Lidl is to stop selling single-use plastic bags from July next year in a step on from the Government’s 5p levy.
The German discounter will permanently remove the bags from sale across all stores in England, Scotland and Wales from July 1 to save an estimated 63 million plastic bags annually - the equivalent of 760 tons of plastic, it said.
It hopes the move will help to “strongly discourage consumers from a single use, throw-away mind-set”.
Lidl UK commercial director Ryan McDonnell said: “Our pledge to stop selling single-use carrier bags is all about promoting a more environmentally friendly alternative.
“It will directly encourage shoppers to think about sustainability, and the role they can play in reducing unnecessary plastic waste.
“The levy introduced by the Government last year was an important start, and as a responsible retailer, we see it as our role to invest in a sustainable future and to bring our customers on that journey with us.”

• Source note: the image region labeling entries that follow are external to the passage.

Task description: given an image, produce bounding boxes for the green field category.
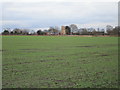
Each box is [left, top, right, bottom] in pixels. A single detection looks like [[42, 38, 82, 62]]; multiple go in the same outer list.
[[1, 36, 118, 88]]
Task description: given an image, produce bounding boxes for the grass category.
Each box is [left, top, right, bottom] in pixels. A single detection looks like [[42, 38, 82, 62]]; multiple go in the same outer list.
[[2, 36, 118, 88]]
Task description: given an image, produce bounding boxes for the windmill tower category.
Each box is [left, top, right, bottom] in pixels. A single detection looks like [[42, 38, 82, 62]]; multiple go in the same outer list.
[[61, 26, 66, 35]]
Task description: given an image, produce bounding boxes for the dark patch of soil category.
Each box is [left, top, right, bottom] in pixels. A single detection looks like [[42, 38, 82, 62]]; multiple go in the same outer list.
[[0, 50, 7, 52], [100, 54, 108, 56], [76, 46, 95, 48]]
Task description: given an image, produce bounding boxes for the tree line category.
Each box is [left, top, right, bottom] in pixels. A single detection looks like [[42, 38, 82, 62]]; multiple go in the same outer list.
[[2, 25, 120, 36]]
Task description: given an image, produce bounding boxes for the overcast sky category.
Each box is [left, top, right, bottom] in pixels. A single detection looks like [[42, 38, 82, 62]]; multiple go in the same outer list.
[[2, 1, 118, 29]]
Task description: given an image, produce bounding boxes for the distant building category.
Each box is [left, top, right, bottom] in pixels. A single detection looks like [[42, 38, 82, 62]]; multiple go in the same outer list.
[[61, 26, 66, 35], [70, 24, 79, 33], [106, 25, 113, 31]]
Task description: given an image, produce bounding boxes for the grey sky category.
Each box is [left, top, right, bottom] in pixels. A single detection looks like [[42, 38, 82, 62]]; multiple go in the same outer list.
[[2, 1, 118, 29]]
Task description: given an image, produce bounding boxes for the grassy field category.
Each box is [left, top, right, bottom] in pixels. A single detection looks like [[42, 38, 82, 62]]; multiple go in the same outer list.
[[2, 36, 118, 88]]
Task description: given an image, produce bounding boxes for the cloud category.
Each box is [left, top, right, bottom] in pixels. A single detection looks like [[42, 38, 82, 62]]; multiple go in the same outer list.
[[3, 1, 118, 31]]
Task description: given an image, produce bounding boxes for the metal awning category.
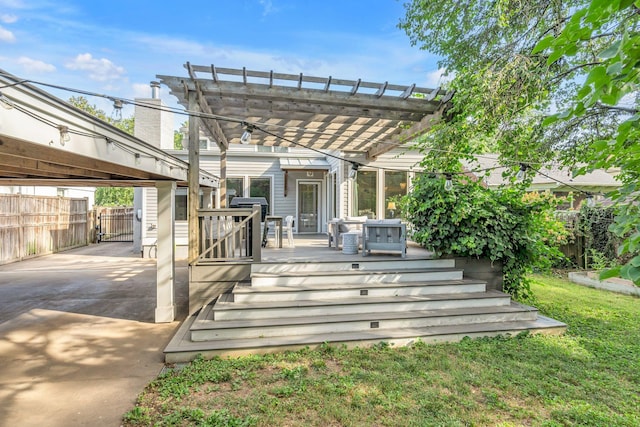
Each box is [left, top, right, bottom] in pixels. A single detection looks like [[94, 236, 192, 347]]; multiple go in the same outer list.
[[279, 157, 331, 171], [157, 63, 453, 158], [0, 70, 219, 187]]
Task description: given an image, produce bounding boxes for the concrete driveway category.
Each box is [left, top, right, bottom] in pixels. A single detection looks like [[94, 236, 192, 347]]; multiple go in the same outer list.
[[0, 243, 188, 426]]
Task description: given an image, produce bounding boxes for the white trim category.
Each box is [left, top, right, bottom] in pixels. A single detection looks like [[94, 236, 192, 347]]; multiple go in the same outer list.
[[295, 179, 326, 234]]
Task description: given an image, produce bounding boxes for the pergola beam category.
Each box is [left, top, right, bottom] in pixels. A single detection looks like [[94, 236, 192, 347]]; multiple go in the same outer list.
[[157, 67, 448, 156]]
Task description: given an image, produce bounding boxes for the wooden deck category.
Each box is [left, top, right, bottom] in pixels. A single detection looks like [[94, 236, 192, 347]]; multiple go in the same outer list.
[[262, 234, 433, 263]]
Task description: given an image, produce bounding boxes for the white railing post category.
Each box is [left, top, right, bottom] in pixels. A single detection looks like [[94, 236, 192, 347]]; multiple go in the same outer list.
[[251, 205, 262, 262]]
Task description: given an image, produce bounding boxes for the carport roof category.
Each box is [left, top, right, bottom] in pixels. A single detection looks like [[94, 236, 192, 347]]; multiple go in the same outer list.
[[156, 63, 453, 158], [0, 70, 218, 187]]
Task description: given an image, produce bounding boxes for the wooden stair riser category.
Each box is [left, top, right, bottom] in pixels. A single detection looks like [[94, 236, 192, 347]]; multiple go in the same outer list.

More than seven billion of the bags were handed out by seven main retailers in 2014, but this figure dropped to just over half a billion in the first six months after the 5p charge was introduced in October last year, according to the latest figures from the Department for Environment, Food and Rural Affairs (Defra) said.
England was the last part of the UK to introduce the charge, part of a Government scheme to reduce litter and protect wildlife.
Retailers with 250 or more full-time equivalent employees have to charge a minimum of 5p for the bags they provide for shopping in stores and for deliveries, but smaller shops and paper bags are not included.